Every Book Ever Published Could Conceivably Fit On To A Single Storage Device

By James O Malley on at

Imagine the scenario: An asteroid is heading for Earth. When it hits, it will wipe out everything - and take with it not just seven billion lives, but human civilisation. It will have all been for nothing, with not a trace of human achievement to show for it.

Luckily, NASA has a plan. It has built a rocket that will take a select few off to start a new civilisation on Mars. But what can we take to help kick things off? Will a Picasso or a Renoir be more useful on Mars? Is Bach really more important than The Beatles? How can we make sure that Piers Morgan doesn't manage to sneak aboard?

There is one thing we might not have to worry about though: Preserving our books. Books are perhaps uniquely important relics of our civilisation, as together they are the sum total of our knowledge. And thanks to modern technology, we might not have to choose whether at least a little bit of of Dan Brown is more important than Shakespeare's really obscure stuff. This is thanks to endless growth in storage capacity.

Extra Capacity

Since 2011, the average size of a hard disk sold by the likes of Seagate and Western Digital has more than doubled. Meaning that we can carry around ever more data with us - and keep ever more backed up.

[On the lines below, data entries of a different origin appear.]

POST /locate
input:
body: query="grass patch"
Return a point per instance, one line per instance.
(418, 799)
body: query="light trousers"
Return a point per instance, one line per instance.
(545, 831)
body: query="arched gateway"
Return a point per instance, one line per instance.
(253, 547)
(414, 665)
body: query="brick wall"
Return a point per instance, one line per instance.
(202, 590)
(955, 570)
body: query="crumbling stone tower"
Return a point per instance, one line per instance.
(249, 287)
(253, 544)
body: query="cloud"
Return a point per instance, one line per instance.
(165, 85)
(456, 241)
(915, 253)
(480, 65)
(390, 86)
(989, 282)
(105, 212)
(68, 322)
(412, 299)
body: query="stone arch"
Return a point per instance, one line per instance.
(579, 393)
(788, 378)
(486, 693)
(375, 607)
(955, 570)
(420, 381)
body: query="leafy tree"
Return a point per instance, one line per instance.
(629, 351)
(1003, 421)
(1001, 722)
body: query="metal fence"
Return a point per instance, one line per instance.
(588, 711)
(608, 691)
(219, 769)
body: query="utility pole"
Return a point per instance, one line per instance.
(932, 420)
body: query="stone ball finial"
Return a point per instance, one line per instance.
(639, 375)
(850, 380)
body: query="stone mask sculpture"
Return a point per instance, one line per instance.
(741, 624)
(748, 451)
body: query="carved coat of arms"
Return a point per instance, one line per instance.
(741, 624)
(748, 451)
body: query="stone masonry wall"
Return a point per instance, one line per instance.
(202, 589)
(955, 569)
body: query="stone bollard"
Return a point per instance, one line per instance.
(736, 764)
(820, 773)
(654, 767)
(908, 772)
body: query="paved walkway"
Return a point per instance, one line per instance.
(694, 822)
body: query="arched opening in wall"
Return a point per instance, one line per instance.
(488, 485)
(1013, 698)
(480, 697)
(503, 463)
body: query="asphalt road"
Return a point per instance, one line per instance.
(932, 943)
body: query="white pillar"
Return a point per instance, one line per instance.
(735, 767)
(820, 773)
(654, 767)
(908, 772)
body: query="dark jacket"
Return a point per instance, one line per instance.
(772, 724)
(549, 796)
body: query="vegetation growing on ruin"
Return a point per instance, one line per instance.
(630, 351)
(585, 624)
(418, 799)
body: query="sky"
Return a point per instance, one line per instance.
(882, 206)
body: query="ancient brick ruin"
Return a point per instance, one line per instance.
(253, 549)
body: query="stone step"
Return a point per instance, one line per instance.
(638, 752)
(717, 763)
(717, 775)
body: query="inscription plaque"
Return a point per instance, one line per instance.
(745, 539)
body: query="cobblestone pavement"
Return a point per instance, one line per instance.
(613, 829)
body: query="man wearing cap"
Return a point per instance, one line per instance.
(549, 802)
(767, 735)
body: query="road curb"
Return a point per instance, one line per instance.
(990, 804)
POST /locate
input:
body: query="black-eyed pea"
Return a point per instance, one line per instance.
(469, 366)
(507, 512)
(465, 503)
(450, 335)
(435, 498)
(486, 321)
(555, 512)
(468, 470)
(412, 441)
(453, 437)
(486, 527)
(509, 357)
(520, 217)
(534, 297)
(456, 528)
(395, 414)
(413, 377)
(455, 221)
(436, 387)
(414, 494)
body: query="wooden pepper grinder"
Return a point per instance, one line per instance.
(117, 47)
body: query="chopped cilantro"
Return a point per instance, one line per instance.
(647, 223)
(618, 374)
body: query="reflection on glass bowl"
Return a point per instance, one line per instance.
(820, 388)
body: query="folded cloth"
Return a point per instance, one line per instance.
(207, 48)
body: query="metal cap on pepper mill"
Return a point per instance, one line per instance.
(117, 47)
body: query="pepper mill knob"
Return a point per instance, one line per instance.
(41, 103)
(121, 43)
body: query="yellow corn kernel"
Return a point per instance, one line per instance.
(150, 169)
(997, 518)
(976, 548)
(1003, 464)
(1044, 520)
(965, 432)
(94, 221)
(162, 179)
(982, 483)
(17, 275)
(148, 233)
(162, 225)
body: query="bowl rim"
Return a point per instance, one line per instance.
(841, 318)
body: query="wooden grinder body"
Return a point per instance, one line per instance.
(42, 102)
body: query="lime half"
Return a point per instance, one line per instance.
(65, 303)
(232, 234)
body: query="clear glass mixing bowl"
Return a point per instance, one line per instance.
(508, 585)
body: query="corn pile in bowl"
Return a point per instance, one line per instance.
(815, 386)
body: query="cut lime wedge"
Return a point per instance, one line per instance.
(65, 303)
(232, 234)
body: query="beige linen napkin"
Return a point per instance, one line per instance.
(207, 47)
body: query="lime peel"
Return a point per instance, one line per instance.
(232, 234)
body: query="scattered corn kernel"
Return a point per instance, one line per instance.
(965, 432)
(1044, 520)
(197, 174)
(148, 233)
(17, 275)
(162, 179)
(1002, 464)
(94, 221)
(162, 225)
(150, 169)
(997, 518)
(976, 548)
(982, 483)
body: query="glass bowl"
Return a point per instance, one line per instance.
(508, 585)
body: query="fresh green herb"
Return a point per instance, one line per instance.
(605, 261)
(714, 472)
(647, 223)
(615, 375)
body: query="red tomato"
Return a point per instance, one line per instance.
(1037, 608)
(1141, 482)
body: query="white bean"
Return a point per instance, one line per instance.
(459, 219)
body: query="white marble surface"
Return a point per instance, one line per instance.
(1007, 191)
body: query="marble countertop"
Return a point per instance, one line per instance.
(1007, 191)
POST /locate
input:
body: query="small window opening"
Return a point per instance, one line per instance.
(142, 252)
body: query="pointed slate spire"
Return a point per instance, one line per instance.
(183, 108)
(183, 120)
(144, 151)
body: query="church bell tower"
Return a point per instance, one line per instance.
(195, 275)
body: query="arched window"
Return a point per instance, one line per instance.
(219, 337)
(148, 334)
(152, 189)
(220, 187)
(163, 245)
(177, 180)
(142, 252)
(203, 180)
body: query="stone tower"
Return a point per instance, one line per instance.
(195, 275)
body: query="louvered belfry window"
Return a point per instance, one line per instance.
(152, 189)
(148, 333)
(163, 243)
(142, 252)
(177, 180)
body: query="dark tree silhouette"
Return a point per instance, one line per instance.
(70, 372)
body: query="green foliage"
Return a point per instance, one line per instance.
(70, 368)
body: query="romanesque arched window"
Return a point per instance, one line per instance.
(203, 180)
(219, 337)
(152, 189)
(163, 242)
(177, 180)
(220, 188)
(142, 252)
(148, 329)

This breathtaking growth can also be illustrated by this well known image of MicroSD cards a few years apart. The one on the right can hold one thousand times as much data as the one on the left.

Sadly I can't find the original source to credit here as the image is all over the place.

This is put into even greater relief when you look at a bookshelf and try to conceive how much information contained within. If all of the books on yourself were digitised and stored as byte characters, they would probably all fit dozens, if not hundreds of times on to the memory card on the left, let alone the right.

And this is what made me curious: How much space would we need to store every book ever? What if we needed to prepare a hard disk for humanity's survivors?

Staring at my bookshelf, I started to wonder how much storage would it take to fit every book ever written? Say we digitised every book, how many hard disks would it require? Could you fit them on to the back of a truck? Heck... could you fit them into a bag?

Could it really be possible to carry on your person everything from The Bible to the Donald Trump's Art of the Deal?

Doing the Maths

So how have I figured this out? First, we need to know the collective file size of all of the books ever. To find this out, I got in touch with Professor Mark Davies, a Professor of Linguistics at Brigham Young University in the US, who deals with enormous databases (or corpuses) of books. His work involves mining the enormous Google Books corpus. So I asked him to do a back-of-the-envelope calculation for me.

He says that Google has 5 million books digitised. The average length of a book is around 70,000 words in the Corpus of Historical American English, and at an average of 5 characters a word, plus one extra character for a space. That would result in a total file size of... 2.1TB.

Yep - 2.1 terabytes. That's pretty much the same as a standard hard you could buy in a shop today. You could carry around everything that Google has spent millions of dollars digitising in your pocket.

That really isn't that much. Of course, if you really did want to store every book like this it would probably be larger - because of formatting, and the need to store metadata and so on - but as a baseline, you could each store that on, say, this £110 2.5TB Western Digital disk drive.

But that's on the number of books stored by Google. What about if humanity were able to digitise every book ever? Could they be packed into Tim Peake's carry on luggage?

In 2010, Google's engineers tried to estimate the total number of books ever published, and (with a huge number of caveats and no doubt large error bars) arrived at a figure of 129m - significantly more.

If we apply the same calculation here - with an average of 70,000 words per book and six bytes for each word (plus a space) - that would mean that, in theory, every book ever would be around 54.18TB in total.

That's much larger, but it isn't that large by modern standards. This year the Large Hadron Collider is expected to produce 60PB of data - and averaged out over a year, that means that the LHC is producing three times as much data as every book ever written three times a day.

But more importantly, 54.18TB is still an amount of data that could conceivably be packed on to one storage device. Perhaps something like this: Last August Seagate unveiled a 60TB SSD. Which would leave enough room to comfortably hold the lot. Literally everything. Every classic, ever textbook, even all of those awful ghostwritten celebrity autobiographies.

And why does this matter? Not only does it demonstrate how incredible human engineering is, but it also demonstrates that if the worst does happen, and we are facing our doom - perhaps there's a chance that all of that human effort won't have been a waste of time, and that we'll be able to save our collective knowledge for future species and civilisations after all?